Ia akhirnya mengarahkan atensinya kembali kepada Alex. Ia telah mengambil banyak waktu untuk kmenjawab pertanyaan retoris Alex dan dapat ia rasakan hal itu membuat Alex bertambah marah.

“tidak,  Alex. Maafkan aku!” gumamnya lemah.
Alex tidak bisa menyembunyikan seringainya. Ia tau bagaimana menangani pelacur ini. Ia menjadi germo tersukses di kota ini bukan tanpa alasan.
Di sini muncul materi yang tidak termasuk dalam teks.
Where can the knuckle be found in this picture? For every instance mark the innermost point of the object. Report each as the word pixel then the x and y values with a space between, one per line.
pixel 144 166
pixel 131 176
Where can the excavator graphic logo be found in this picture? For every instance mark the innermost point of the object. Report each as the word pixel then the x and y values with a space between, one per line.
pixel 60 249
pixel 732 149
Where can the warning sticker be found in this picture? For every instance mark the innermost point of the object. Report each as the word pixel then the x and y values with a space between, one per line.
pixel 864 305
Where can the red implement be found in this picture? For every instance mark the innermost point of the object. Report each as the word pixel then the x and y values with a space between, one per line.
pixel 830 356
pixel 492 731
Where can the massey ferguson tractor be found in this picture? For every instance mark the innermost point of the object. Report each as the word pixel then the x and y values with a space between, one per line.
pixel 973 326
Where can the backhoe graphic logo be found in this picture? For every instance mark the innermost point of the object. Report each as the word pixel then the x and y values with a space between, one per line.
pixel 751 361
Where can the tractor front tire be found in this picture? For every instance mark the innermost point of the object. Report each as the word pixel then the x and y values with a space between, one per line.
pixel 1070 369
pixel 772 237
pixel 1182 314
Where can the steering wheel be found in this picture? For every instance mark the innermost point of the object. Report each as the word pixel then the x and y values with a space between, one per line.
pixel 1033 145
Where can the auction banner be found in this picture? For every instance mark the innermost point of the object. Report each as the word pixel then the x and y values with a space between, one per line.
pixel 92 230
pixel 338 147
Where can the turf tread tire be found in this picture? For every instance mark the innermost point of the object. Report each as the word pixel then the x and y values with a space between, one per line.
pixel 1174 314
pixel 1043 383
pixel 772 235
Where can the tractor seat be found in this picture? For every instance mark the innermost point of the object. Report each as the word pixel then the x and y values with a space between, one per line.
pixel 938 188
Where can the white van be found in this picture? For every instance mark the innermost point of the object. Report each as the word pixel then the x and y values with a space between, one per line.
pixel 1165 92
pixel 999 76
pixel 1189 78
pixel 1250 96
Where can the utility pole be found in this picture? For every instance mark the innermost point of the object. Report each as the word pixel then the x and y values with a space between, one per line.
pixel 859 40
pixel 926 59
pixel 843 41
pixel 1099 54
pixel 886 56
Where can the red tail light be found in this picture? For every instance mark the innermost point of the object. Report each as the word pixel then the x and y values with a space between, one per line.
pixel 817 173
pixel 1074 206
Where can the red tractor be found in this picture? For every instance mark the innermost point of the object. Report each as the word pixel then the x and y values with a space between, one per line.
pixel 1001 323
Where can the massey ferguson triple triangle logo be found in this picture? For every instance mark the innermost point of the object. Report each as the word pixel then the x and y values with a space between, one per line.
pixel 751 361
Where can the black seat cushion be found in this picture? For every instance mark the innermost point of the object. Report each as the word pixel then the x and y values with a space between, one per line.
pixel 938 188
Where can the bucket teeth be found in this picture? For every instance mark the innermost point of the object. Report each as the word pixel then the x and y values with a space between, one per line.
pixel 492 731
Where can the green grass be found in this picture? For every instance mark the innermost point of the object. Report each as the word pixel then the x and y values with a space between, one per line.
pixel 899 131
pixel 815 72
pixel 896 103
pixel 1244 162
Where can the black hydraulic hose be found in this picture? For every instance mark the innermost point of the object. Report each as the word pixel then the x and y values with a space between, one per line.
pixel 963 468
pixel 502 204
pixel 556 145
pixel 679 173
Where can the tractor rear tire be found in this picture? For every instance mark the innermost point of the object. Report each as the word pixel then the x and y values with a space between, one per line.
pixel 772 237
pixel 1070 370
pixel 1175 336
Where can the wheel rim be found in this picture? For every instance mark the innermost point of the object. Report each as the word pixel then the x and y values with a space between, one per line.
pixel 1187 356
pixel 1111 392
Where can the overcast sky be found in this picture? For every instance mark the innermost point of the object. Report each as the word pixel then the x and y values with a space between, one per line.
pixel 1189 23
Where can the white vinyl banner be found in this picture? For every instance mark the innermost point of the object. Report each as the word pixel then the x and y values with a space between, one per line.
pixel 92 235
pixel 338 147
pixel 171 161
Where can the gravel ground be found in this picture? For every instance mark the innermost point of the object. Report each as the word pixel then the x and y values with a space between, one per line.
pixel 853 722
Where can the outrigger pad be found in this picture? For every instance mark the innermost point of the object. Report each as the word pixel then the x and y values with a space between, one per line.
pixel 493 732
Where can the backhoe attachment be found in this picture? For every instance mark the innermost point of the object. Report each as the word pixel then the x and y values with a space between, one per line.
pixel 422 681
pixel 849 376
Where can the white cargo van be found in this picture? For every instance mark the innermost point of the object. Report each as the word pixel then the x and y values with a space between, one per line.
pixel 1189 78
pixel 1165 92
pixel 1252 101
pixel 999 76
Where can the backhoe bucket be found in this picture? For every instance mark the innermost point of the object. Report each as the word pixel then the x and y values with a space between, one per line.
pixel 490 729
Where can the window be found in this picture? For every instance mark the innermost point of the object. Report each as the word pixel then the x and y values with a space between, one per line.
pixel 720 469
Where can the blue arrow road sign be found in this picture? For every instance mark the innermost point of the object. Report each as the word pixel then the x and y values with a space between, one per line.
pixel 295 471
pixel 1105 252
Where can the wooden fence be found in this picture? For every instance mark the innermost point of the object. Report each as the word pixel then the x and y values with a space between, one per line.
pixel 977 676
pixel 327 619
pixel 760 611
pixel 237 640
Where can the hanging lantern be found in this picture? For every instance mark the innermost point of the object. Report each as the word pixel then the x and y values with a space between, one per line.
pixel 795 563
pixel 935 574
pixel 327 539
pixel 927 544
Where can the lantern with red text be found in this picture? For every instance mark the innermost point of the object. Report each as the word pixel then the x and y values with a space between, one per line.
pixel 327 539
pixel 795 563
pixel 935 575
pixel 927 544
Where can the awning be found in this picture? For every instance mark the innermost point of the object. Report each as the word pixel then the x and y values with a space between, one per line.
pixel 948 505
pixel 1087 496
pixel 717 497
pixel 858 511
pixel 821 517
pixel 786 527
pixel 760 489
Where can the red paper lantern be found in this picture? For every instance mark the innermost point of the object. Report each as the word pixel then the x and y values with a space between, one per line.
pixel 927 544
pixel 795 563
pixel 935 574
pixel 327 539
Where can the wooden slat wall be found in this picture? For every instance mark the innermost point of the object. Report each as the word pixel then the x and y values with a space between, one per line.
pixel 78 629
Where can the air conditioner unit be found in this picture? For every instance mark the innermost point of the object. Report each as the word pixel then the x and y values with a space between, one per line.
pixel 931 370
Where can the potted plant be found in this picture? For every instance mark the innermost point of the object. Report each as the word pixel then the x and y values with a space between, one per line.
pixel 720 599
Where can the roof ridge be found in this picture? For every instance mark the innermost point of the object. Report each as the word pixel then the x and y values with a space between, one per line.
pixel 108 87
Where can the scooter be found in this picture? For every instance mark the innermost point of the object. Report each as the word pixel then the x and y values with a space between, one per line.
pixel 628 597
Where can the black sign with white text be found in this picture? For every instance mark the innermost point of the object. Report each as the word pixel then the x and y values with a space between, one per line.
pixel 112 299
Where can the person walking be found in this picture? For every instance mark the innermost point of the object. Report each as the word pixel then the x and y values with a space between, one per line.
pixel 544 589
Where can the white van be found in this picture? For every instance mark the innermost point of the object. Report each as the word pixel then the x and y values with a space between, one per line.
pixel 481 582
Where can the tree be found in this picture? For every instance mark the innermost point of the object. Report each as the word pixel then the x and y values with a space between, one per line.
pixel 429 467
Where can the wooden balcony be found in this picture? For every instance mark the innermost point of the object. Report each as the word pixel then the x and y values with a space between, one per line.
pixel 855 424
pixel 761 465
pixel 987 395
Perempuan itu adalah miliknya yang paling populer, tapi ia selalu melawan balik pelanggan atau meninggalkan pekerjaannya tidak selesai. Alex tau ia tidak bisa begitu saja membiarkan perempuan itu pergi dan mungkin perempuan itu tidak menyadarinya. Pada akhirnya perempuan itu hanyalah pelacur yang bodoh menurutnya.

Perempuan itu sebenarnya tau. Ia menyadari dengan jelas kalau Alex tidak akan mungkin menelantarkannya. Ia adalah sumber uangnya pada akhirnya. Walaupun begitu, Ia akan berpura-pura tidak tau jika di sekitar Alex. Ia tau jika ia bisa saja mengakali Alex selama Alex masih meremehkannya.

“ bagus. Sekarang berdiri disitu. Aku punya pelanggan berpotensi yang menanyakannmu!” kata Alex.

Alex kemudian berjalan kearah pria tinggi berkulit gelap dibelakangnya. Pria itu sebenarnya tidak terlalu tinggi, hanya saja ia lebih tinggi dari Alex.

Alex pendek dan gemuk dengan rambut yang di cukur sebagian dan mata yang berpernak-pernik. Mata itu begitu ditakuti dan dibenci oleh hampir setiap wanita yang berpapasan mata dengannya. Setidaknya, itulah yang ia katakan pada dirinya sendiri. Pria kulit gelap itu tinggi dan tegak, tapi Alex orang yang keras dan suka memaksa.

“ Maaf untuk ini. Maaf juga karena melakukan ini ditengah hujan. Saya harap ia bisa melayanimu dan memuaskanmu!” kata Alex menyeringai malu-malu.

“ jangan khawatir dengan itu. Aku hanya perlu menikmati wajah imutnya itu...oh sial. Dia begitu manis, aku tidak sabar menikmatinya. Berapa harganya?!” tanya pria itu.
Alex kemudian menunjukan isyarat dengan jarinya yang bisa dimengerti oleh pria gelap itu kemudian pria gelap itu menyerahkan sejumlah uang tunai kepada Alex.